The settlement consists of a €730 million fine alongside €105 million in civil damages to the French state.
The figure is sharply reduced from the €4.5 billion penalty initially handed down in 2019 after years of judicial review.
The case centred on allegations that UBS bankers used secretive techniques — including self-erasing hard drives, discreet client solicitations at luxury events, and unbranded business cards — to recruit French clients who wished to hide their assets in Switzerland.
The French Supreme Court confirmed in 2023 the bank’s guilt for unlawful client solicitation and aggravated money laundering but ordered that the financial penalties and damages be re-evaluated.

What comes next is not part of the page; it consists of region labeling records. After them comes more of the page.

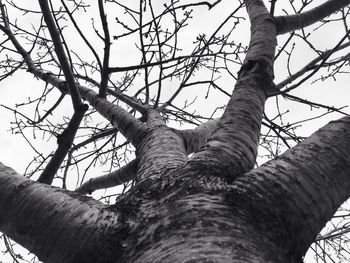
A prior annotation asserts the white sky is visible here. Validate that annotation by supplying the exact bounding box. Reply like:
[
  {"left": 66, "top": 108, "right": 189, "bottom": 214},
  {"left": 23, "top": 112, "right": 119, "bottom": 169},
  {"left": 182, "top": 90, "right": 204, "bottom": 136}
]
[{"left": 0, "top": 0, "right": 350, "bottom": 262}]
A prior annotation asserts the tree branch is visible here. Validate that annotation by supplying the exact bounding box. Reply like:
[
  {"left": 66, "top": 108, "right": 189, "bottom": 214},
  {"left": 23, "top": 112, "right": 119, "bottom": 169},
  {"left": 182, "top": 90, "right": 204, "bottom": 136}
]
[
  {"left": 188, "top": 0, "right": 277, "bottom": 181},
  {"left": 75, "top": 159, "right": 137, "bottom": 194},
  {"left": 0, "top": 163, "right": 125, "bottom": 263},
  {"left": 38, "top": 104, "right": 89, "bottom": 185},
  {"left": 0, "top": 16, "right": 145, "bottom": 145},
  {"left": 274, "top": 0, "right": 350, "bottom": 35},
  {"left": 177, "top": 119, "right": 219, "bottom": 154},
  {"left": 39, "top": 0, "right": 82, "bottom": 110},
  {"left": 232, "top": 116, "right": 350, "bottom": 257},
  {"left": 98, "top": 0, "right": 111, "bottom": 98}
]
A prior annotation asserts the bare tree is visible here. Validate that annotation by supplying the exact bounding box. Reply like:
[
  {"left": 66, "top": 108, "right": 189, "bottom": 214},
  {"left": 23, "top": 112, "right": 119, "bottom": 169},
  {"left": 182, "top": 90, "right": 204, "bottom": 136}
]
[{"left": 0, "top": 0, "right": 350, "bottom": 263}]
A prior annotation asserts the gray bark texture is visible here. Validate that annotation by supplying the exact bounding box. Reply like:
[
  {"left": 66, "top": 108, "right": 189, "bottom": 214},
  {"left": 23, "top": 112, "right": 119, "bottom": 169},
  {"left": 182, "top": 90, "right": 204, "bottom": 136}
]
[{"left": 0, "top": 0, "right": 350, "bottom": 263}]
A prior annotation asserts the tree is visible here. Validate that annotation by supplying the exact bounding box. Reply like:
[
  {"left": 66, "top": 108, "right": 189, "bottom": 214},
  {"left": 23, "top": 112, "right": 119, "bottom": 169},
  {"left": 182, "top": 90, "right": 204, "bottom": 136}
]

After those mandates, the penalty had already been reduced by a Paris appeals court to approximately €1.8 billion.
But with the new final settlement, UBS will pay the lower sum while stating that it has made full provisions to cover the amount.
The bank emphasised that resolving this legacy legal matter is consistent with its goal to settle past disputes in the interests of all stakeholders.
The resolution marks a closing chapter to one of Europe’s most high-profile financial legal battles over cross-border tax evasion.
It follows a trajectory through criminal and civil courts, a series of appeals, and scrutiny of banking practices that traverse tax law, financial regulation, and international cooperation against money laundering.